All very opulent, and the interiors are pretty tasteful by the standards of the extremely rich. But the exterior isn’t exactly homely, as scores of people said, circulating pictures on Twitter. ‘I think a couple of my pals went to 6th form at Pharrell’s house’ said @Gerry­McLaughlin, one of many community college references. It was also compared to a minor municipal airport, a small private hospital, or part of a suburban office park. 

What was it about Williams’ house that prompted this outpouring of grass-roots architectural criticism? It was not that it was bad, or ugly; nor was it a burst of kneejerk anti-modernism. Instead the issue was typological. It didn’t look much like a house, so much so that people felt compelled to comment. 

Scale has something to do with this, as it’s undeniably a very large house. But plenty of very large houses still look like houses. The real source of the controversy was the glass wrapped around it, its blue-green tint, trimmed with white and gunmetal grey – inoffensive and moderately classy, but evidently also recognisably institutional. It all has the clean, mouthwashy tang of a dental school. Update your mood-boards accordingly. 

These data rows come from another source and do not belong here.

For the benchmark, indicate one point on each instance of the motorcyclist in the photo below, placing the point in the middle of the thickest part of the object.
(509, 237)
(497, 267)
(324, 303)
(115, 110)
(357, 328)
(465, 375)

I think that what really got people talking, though, was the originality of the comparisons that could be made. Pretty much everyone has a little typological library inside them, a language that we all learn early on, mostly without being taught it. It’s generally independent of architectural style, and it helps us understand the world around us on sight. Within that language, there is a very tatty list of derogatory cliches, generally used to denigrate modern architecture: the prison, the airport, the crematorium, the alien spacecraft. Often these are very confused in what they actually evoke, a topic for another day. But the Williams abode was something fresh, Listerine fresh, and having immediately twigged that it didn’t look like a home, people had to rummage around in their shared typological lexicon for a way to describe what it did look like. Really, this collaborative game of simile and imagery was a brief and rare moment of architectural poetry, and it made me Happy.

Will Wiles is an author. Read him here every other month


This column was begun before the coronavirus crisis had fully reached the UK and completed after the national lockdown had been announced. I feel I might have been a bit unfair to Pharrell, because right now a room without a roof does sound like a cheerful place.